Belgian lab sues Dutch state for ‘support’ SIP-test

Belgian lab sues Dutch state for ‘support’ SIP-test

The Belgian laboratory Gendia, a major maker of Non-Invasive Prenatal Testing (SIP), suing the Dutch state for unlawful state aid.

Gendia earned over the past years, to Dutch women who, in their own country were not eligible for the blood test, which, inter alia, Down’s syndrome brings to light. But because the government is now eight university medical centers (UMC’s) with 26 million euros per year goes to subsidize so that the test is relatively cheap to offer, threatening the company from the Dutch market to be priced.

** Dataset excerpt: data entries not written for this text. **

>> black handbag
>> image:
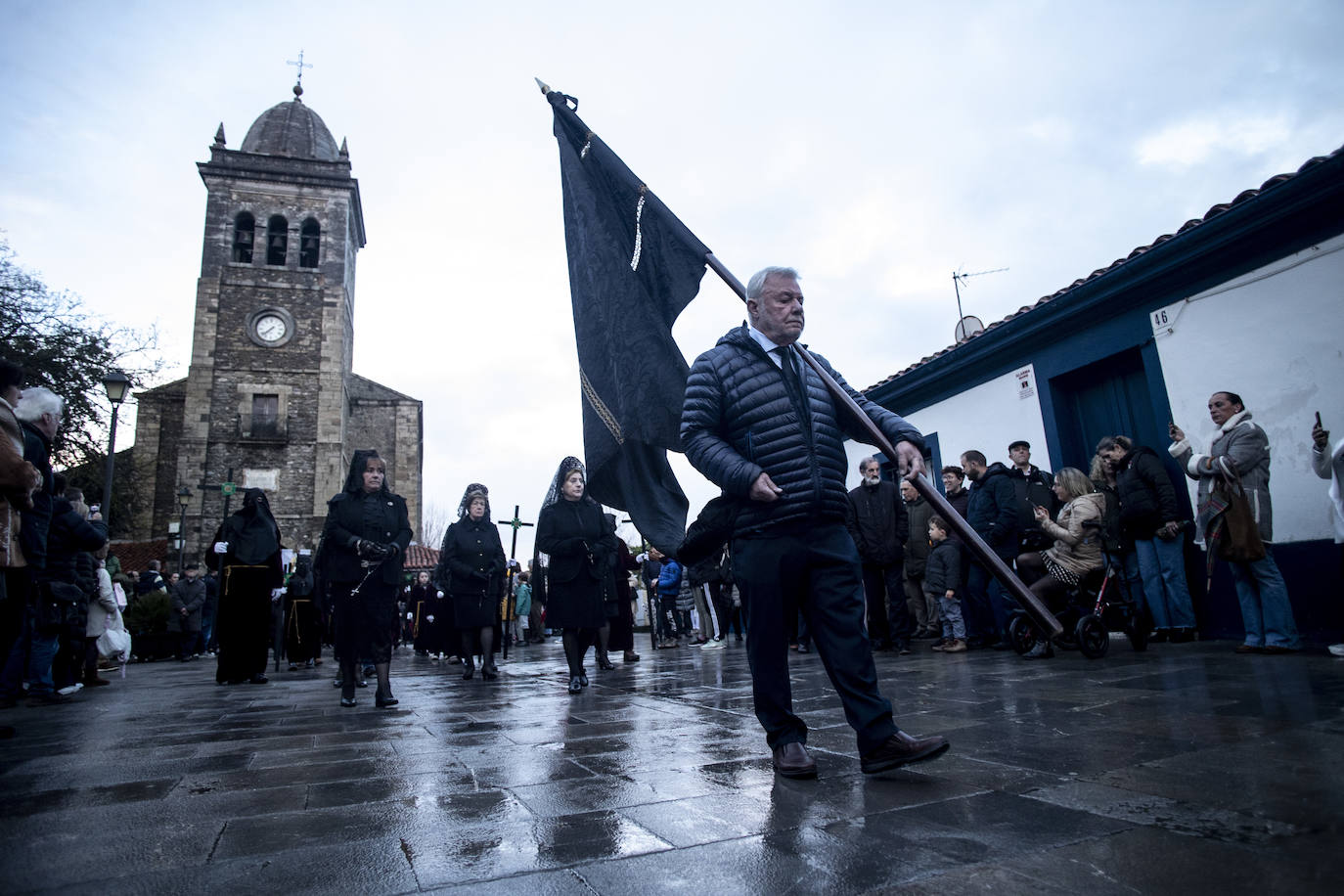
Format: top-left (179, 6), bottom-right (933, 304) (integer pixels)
top-left (33, 582), bottom-right (83, 634)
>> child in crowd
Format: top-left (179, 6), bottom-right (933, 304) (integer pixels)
top-left (923, 515), bottom-right (966, 652)
top-left (514, 572), bottom-right (532, 644)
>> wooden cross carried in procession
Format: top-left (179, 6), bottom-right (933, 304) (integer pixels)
top-left (495, 504), bottom-right (536, 659)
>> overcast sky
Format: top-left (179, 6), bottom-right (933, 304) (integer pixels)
top-left (0, 0), bottom-right (1344, 561)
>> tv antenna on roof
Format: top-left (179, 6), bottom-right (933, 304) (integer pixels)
top-left (952, 267), bottom-right (1008, 345)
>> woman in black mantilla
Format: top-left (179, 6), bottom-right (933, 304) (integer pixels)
top-left (536, 457), bottom-right (617, 694)
top-left (321, 450), bottom-right (411, 706)
top-left (439, 482), bottom-right (507, 681)
top-left (205, 489), bottom-right (285, 685)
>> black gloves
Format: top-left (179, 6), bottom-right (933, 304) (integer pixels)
top-left (355, 539), bottom-right (395, 560)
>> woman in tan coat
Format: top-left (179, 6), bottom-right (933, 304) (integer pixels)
top-left (1017, 467), bottom-right (1106, 659)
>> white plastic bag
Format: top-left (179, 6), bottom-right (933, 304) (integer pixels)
top-left (98, 608), bottom-right (130, 663)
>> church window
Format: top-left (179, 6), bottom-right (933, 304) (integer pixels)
top-left (266, 215), bottom-right (289, 265)
top-left (251, 395), bottom-right (280, 438)
top-left (234, 211), bottom-right (256, 265)
top-left (298, 217), bottom-right (323, 267)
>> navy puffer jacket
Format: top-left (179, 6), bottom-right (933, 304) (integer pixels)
top-left (682, 324), bottom-right (923, 537)
top-left (966, 462), bottom-right (1017, 559)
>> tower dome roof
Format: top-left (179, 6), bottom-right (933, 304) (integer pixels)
top-left (242, 97), bottom-right (340, 161)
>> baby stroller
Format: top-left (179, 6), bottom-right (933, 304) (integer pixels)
top-left (1008, 521), bottom-right (1152, 659)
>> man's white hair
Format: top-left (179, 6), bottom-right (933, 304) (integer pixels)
top-left (747, 267), bottom-right (802, 298)
top-left (14, 385), bottom-right (66, 424)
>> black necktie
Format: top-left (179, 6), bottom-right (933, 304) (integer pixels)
top-left (777, 345), bottom-right (812, 429)
top-left (776, 345), bottom-right (802, 395)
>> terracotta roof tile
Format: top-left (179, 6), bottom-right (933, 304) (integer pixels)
top-left (863, 147), bottom-right (1344, 392)
top-left (403, 544), bottom-right (438, 572)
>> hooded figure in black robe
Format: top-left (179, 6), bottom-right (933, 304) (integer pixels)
top-left (205, 489), bottom-right (285, 685)
top-left (320, 450), bottom-right (411, 706)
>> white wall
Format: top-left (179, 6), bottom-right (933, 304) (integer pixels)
top-left (1150, 237), bottom-right (1344, 541)
top-left (845, 366), bottom-right (1048, 488)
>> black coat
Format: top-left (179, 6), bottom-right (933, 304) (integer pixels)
top-left (923, 539), bottom-right (961, 598)
top-left (682, 324), bottom-right (923, 536)
top-left (439, 517), bottom-right (507, 598)
top-left (536, 498), bottom-right (617, 586)
top-left (1115, 446), bottom-right (1180, 541)
top-left (42, 497), bottom-right (108, 595)
top-left (1008, 465), bottom-right (1059, 547)
top-left (906, 496), bottom-right (933, 579)
top-left (966, 462), bottom-right (1017, 559)
top-left (845, 479), bottom-right (910, 562)
top-left (321, 492), bottom-right (411, 584)
top-left (19, 424), bottom-right (55, 572)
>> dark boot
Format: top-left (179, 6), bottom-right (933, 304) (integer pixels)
top-left (481, 627), bottom-right (500, 681)
top-left (340, 659), bottom-right (355, 706)
top-left (374, 662), bottom-right (400, 706)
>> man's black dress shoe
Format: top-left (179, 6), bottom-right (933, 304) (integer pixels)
top-left (859, 731), bottom-right (949, 775)
top-left (774, 740), bottom-right (817, 778)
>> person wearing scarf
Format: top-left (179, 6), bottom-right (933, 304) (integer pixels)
top-left (1167, 392), bottom-right (1302, 654)
top-left (439, 482), bottom-right (507, 681)
top-left (536, 457), bottom-right (617, 694)
top-left (319, 449), bottom-right (411, 706)
top-left (205, 489), bottom-right (285, 685)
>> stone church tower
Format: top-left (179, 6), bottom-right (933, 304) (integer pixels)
top-left (134, 86), bottom-right (424, 558)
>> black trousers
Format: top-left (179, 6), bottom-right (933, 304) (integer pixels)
top-left (331, 575), bottom-right (396, 663)
top-left (863, 561), bottom-right (916, 648)
top-left (733, 524), bottom-right (896, 753)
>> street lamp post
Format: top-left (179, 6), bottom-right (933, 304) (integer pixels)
top-left (177, 485), bottom-right (191, 575)
top-left (102, 371), bottom-right (130, 533)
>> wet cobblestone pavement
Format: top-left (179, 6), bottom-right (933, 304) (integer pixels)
top-left (0, 637), bottom-right (1344, 895)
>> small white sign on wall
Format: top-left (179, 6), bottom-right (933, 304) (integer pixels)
top-left (1013, 367), bottom-right (1036, 399)
top-left (244, 470), bottom-right (280, 492)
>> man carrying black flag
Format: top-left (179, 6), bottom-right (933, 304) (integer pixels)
top-left (543, 87), bottom-right (709, 554)
top-left (682, 267), bottom-right (948, 778)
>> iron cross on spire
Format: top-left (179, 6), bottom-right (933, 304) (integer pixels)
top-left (285, 50), bottom-right (313, 97)
top-left (495, 504), bottom-right (533, 659)
top-left (495, 504), bottom-right (535, 560)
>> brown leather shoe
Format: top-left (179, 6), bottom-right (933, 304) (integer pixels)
top-left (859, 731), bottom-right (949, 775)
top-left (774, 740), bottom-right (817, 778)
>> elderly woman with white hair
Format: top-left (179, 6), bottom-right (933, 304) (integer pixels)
top-left (1017, 467), bottom-right (1106, 659)
top-left (439, 482), bottom-right (507, 681)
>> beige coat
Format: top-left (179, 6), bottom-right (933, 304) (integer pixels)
top-left (1040, 492), bottom-right (1106, 576)
top-left (0, 398), bottom-right (42, 568)
top-left (85, 564), bottom-right (117, 638)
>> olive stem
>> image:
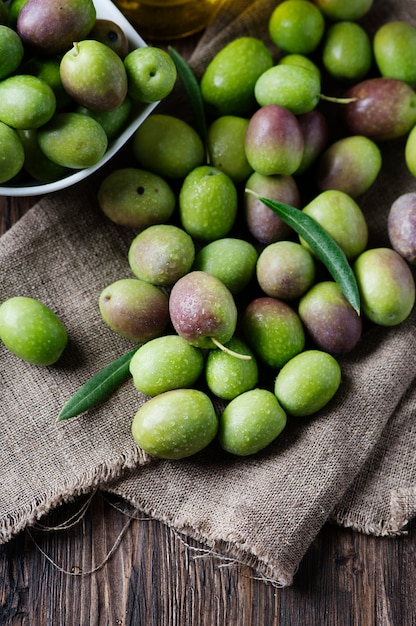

The Belgian lab has the number of evaluations performed significantly decline. “Normally we sit on 100 to 120 customers per week through our two hundred priklocaties in the Netherlands, last month, there were still only 45,” says Patrick Willems from Gendia to the Volkskrant.

From april 1, is SIP available for all pregnant women. Yet there were only women in whom the blood test an increased risk of Down came the blood test.

The own contribution amounts to 175 euro. Gendia is not entitled to the subsidy scheme and therefore that there is distortion of competition. The company hopes through a short case for each other to get that the scheme is suspended, so that then the European Commission an opinion on can sheets.


Dutch women did not have to go to Belgium for the SIP. Gendia has two hundred places in the Netherlands ‘priklocaties’. The lab says more than 21,000 women to have helped.

Hospitals let it know a rush is expected. The three academic centers, the NARROWLY offering (Rotterdam Erasmus MC, VUmc in Amsterdam and Maastricht UMC+) count from Monday to thirty times as many tests to take.

They do now share, like, ten tests per day, but anticipate to 360 tests per day. To do this, more and more people adopted and is more laboratory equipment purchased.